Mme de Clarence s'était accoudée sur la table que jonchaient des roses de Noël et des ramilles de houx et s'écria de cet accent grave et doux qui fait penser aux vibrations d'une cloche dans la brume :
« C'est une histoire vraie… Elle vous prouvera que l'amour n'est pas si démodé qu'on s'efforce de le laisser croire… Elle ne saurait mieux être de circonstance qu'en cette nuit de réveillon où tant et tant de petits souliers sont alignés contre les chenets et parmi les cendres, attendent, remplis de jouets, que les enfants se réveillent avec des rires et des cris de joie, puis-qu'il y est question de deux mules, non de vair comme celles de Cendrillon, mais de satin blanc, au dernier goût du jour… Peut-être êtes-vous allés, le mois dernier, à la vente où s'éparpilla, sur des enchères de folie, tout ce qui avait appartenu à la plus exquise des comédiennes… De merveilleuses perles qui semblaient avoir été choisies une à une dans le trésor d'un maharadjah, avoir été égrenées, jadis, par les mains d'ennui et de caprice de quelque reine de Golconde, et aussi contrastant avec les Gobelins, les panneaux d'Hubert Robert et de Fragonard, les commodes en laque de Coromandel, les babioles en pâte tendre de Sèvres, un mobilier banal de chambre à coucher, l'armoire à glace et le lit de palissandre achetés dans les temps difficiles, alors qu'elle prenait encore l'omnibus et qu'elle gagnait deux cents francs par mois à l'Odéon, les premiers meubles acquis à tempérament que, superstitieuse à l'excès, elle gardait de même que des reliques qui portent bonheur… Et si vous aviez eu ce courage d'affronter la cohue de toute sorte qui s'écrasait dans une salle surchauffée, l'étouffante atmosphère où par moments l'on avait comme le vertige, peut-être auriez-vous remarqué au premier rang, dans un coin, un homme d'une trentaine d'années, dont les cheveux se clairsemaient et grisonnaient autour d'un front soucieux, en grand deuil, tel un veuf.

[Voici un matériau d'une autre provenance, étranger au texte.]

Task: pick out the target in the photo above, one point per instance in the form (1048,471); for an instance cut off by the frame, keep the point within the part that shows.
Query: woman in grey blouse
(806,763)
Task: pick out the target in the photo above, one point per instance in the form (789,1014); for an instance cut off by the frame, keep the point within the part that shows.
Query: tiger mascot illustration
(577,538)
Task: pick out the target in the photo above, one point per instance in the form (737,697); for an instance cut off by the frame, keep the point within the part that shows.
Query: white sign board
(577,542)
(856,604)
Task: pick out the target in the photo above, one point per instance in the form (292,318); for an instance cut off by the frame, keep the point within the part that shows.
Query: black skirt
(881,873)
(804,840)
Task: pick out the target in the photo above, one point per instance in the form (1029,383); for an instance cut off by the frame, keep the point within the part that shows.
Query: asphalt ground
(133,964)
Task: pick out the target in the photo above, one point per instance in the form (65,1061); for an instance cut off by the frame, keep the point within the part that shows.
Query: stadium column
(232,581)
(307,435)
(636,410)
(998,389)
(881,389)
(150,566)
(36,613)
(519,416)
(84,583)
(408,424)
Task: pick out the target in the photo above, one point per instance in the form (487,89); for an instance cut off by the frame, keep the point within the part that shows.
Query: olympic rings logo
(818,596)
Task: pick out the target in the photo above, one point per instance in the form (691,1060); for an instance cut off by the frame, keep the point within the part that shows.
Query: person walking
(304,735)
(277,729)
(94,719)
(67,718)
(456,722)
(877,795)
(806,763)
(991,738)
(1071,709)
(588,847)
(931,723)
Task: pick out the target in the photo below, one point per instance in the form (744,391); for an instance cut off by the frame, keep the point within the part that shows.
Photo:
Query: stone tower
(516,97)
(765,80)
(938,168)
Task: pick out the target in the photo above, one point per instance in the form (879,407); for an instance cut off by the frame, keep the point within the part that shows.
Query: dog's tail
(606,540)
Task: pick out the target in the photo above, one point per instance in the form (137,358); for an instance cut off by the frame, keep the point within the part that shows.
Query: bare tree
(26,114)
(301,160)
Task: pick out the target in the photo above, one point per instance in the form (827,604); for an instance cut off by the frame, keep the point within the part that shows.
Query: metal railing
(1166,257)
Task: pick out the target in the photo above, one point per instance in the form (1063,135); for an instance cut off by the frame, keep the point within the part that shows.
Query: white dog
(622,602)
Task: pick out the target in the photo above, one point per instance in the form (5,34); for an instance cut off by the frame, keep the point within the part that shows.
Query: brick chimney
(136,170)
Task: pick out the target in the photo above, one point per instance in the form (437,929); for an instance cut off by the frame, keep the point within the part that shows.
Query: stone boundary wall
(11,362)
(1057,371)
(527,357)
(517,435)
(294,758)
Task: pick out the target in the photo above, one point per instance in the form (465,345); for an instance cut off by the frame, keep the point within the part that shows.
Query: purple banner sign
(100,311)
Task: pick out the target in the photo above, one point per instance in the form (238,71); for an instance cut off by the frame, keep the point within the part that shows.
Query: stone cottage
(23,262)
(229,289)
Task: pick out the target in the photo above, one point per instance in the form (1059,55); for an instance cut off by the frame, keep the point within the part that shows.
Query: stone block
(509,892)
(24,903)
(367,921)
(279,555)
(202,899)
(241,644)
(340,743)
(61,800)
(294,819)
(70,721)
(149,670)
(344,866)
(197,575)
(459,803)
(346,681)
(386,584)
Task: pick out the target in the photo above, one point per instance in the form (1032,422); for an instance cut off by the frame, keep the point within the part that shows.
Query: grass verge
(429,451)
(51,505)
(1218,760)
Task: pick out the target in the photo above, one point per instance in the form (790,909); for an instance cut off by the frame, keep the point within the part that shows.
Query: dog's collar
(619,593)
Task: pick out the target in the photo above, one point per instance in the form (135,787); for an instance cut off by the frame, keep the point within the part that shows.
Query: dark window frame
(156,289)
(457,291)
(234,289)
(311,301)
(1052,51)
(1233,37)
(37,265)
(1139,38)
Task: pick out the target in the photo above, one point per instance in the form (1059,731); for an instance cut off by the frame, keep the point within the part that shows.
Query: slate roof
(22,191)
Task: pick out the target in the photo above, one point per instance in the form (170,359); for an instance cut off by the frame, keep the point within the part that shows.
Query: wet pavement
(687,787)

— En effet, fit la comtesse de Starnberg, frêle, rose, puérile sous ses bouclettes blondes de poupée, tandis que ses claires prunelles brillaient ainsi que deux gouttes de champagne, je me rappelle parfaitement ce visage de souffrance qui se contractait et s'enfiévrait, ravagé, douloureux, ces regards hantés de souvenirs qui se posaient sur chaque meuble, sur chaque bibelot, comme pour leur dire un suprême adieu, cette voix rauque, timide, presque inintelligible, qui s'éteignait aussitôt, découragée, narguée, dominée par le tumulte des enchères de folie que se renvoyaient les illusionnistes de la haute brocante… Il poussa surtout la poudreuse en marqueterie devant quoi l'actrice avait accoutumé de se coiffer, un miroir à main de l'époque du Directoire et dont la poignée était faite d'une figurine adorable de Psyché, une trousse d'or où il restait encore un peu de rouge pour les lèvres, et deux chevalières anciennes, qui paraissaient égarées parmi ces bijoux magnifiques… Inutilement du reste… Et des larmes qu'il essuya d'un geste furtif et gêné, qu'il ne put pas plus retenir qu'un mouvement de dépit et de colère, jaillirent alors de ses paupières gonflées… Sans doute, quelque ami ou quelque parent pauvre de la belle morte?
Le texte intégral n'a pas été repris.